My medical education has supplied more than its share of medical terminology mouthfuls, but I had to tackle this troublesome tongue-twister during an altogether different occasion. I am a singer and have been privileged to record for Walt Disney Records over the years. As that famous song from Mary Poppins proves, the lyrics are sometimes as difficult to master as the tune.
As a recently appointed Assistant Professor of Laryngology in the Department of Otolaryngology-Head & Neck Surgery, it is thrilling for me to combine my musical interests with my passion for medicine at the Clinical Center for Voice Care.
I’m a classically trained soprano, and my love for singing has served as a powerful directing force. My experiences in vocal performance actually introduced me to the field of otolaryngology (ENT). As a high school student, I was a patient of our local otolaryngologist, who has since retired, but at the time was known to care for many singers in the Austin area. I was awed by the possibility of such an intimate association between medicine and the arts, and it was this influential glimpse into doctoring that led me to begin considering a career path in otolaryngology.
After completing my undergraduate years at Yale University, I attended Vanderbilt for both medical school and my residency training. I continued my training by pursuing a fellowship in laryngology up in NYC at Columbia and Cornell, where I helped care for those with vocally demanding careers.
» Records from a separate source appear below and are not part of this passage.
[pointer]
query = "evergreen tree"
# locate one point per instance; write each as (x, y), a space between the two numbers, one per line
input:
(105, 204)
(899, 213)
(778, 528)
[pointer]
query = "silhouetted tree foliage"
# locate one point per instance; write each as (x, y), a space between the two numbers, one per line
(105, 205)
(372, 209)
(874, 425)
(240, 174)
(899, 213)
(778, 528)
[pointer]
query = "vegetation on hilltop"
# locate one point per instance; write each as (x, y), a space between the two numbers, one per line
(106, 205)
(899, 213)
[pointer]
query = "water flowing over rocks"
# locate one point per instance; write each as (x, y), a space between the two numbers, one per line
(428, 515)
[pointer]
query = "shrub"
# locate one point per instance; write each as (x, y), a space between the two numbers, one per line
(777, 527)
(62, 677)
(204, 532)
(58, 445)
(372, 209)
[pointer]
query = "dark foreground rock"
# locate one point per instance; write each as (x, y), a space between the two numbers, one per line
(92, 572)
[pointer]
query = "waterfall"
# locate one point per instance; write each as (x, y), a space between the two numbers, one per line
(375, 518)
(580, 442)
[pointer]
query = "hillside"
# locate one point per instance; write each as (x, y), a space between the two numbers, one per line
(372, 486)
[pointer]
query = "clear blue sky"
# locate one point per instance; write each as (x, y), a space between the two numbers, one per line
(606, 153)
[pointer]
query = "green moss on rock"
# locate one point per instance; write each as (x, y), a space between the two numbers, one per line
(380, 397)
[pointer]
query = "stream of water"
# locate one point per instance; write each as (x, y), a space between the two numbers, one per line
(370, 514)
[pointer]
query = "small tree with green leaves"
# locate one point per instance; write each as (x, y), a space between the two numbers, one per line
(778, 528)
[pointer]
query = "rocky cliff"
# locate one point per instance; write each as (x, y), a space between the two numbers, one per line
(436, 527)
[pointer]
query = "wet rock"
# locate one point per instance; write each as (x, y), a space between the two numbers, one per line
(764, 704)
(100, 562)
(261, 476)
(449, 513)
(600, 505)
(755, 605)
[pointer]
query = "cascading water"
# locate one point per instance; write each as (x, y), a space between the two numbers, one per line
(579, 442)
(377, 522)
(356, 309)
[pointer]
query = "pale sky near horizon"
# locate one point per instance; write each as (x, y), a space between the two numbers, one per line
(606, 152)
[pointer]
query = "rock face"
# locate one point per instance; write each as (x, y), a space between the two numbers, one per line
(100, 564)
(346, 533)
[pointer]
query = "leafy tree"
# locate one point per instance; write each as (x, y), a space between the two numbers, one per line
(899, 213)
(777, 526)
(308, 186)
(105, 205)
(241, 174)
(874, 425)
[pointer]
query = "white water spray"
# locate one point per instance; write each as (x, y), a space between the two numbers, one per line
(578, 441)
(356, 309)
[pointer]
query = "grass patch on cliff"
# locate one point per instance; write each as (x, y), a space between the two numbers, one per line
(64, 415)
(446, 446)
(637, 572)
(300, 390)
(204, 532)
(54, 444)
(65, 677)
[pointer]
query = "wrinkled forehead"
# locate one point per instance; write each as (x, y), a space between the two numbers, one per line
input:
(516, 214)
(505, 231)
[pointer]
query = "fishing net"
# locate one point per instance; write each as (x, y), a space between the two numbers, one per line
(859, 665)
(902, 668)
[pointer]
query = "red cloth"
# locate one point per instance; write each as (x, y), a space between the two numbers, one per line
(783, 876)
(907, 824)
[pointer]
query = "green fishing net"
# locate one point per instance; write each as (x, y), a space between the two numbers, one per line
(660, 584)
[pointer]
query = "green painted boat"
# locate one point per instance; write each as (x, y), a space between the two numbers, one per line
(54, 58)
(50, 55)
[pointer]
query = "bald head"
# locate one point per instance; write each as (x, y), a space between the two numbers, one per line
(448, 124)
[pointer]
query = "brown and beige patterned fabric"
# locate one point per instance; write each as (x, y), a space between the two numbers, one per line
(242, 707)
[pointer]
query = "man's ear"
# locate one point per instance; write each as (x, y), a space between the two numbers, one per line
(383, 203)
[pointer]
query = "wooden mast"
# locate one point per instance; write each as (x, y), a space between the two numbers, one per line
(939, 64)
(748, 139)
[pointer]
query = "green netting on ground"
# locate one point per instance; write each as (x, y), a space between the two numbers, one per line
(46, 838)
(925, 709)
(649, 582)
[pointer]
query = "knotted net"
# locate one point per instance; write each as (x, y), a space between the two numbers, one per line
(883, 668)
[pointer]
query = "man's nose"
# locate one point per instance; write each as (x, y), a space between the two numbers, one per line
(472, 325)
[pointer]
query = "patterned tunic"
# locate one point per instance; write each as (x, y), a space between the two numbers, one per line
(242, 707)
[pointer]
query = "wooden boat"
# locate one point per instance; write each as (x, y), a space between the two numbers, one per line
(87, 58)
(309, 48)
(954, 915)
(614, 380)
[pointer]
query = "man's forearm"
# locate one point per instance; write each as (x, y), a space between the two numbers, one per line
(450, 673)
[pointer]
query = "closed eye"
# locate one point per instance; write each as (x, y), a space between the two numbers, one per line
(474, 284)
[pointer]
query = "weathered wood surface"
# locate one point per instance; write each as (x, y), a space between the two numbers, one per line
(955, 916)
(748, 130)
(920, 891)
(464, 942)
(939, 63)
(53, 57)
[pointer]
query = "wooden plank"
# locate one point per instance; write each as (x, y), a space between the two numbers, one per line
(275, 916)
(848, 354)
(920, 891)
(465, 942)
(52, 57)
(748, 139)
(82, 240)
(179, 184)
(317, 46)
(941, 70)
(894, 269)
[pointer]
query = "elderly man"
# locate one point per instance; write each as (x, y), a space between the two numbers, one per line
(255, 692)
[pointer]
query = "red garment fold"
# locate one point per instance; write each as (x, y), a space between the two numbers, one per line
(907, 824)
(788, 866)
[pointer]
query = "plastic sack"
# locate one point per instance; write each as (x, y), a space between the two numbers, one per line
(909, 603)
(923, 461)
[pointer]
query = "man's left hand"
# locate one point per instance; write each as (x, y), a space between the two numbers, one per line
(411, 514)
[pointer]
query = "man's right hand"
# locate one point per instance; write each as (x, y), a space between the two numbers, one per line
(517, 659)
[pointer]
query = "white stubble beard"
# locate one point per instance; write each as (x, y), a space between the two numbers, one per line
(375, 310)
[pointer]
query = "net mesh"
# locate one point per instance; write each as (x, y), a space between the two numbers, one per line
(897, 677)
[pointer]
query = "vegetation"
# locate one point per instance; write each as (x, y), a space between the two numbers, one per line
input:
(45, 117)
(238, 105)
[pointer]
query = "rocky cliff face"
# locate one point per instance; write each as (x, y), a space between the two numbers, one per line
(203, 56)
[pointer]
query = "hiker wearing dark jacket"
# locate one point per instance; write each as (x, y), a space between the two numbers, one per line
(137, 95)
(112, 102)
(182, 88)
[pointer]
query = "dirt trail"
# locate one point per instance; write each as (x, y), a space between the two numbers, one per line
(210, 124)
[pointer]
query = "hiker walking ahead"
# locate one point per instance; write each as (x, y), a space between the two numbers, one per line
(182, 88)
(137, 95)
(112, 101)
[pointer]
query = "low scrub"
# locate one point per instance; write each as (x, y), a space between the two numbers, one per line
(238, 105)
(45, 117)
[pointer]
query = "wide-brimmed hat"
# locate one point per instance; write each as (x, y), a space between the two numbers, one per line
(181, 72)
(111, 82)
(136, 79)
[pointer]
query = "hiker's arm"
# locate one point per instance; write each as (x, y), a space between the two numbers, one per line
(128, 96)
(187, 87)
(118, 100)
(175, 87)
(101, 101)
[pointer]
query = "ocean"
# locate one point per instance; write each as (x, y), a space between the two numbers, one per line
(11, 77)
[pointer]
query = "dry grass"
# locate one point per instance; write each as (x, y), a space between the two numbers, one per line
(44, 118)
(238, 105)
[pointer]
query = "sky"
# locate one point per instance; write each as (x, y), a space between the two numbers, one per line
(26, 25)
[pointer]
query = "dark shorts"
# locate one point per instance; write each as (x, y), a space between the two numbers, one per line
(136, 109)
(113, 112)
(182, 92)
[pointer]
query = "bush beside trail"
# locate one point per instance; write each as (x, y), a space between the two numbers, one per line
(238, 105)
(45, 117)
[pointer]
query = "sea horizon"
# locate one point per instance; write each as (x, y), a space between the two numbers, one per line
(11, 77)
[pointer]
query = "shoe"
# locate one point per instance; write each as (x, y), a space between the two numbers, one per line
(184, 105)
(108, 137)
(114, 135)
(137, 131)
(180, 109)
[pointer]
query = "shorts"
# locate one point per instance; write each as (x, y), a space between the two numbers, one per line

Additionally, we focused on those with neurolaryngologic conditions such as spasmodic dysphonia, whose treatment consists of botulinum toxin injections into the larynx.
Indeed, the human voice is unique. Biologically, the vocal folds are unlike any other tissue in the body. Nowhere else does vibration occur naturally and regularly at frequencies ranging from 100 to 1,000 Hz. Because of the continuous mechanical forces acting on the vocal folds during vibration, it has been proposed that the vocal folds have developed specialized mechanisms to withstand such mechanical stress. When the tissue that makes up the vocal folds gets damaged, the voice will sound hoarse or raspy. One of our most important jobs as laryngologists is to help prevent this damage, or to carefully reverse it, either with speech therapy, medical or surgical intervention.
Our goal at the Clinical Center for Voice Care is to work closely with singers and professional voice users to ensure the maintenance of vocal health and to carefully diagnose and treat possible laryngeal pathology. But others may be in need of our services, too—for example, those individuals who struggle with hoarseness. We also care for people with swallowing and airway disorders, as well as those with neurologic conditions affecting voice production, such as tremor or spasmodic dysphonia.
The field of otolaryngology has seen numerous advancements since I started my studies years ago. Indeed, the diagnostic methods and treatment techniques available to patients have come a long, long way from a spoonful of sugar to make the medicine go down.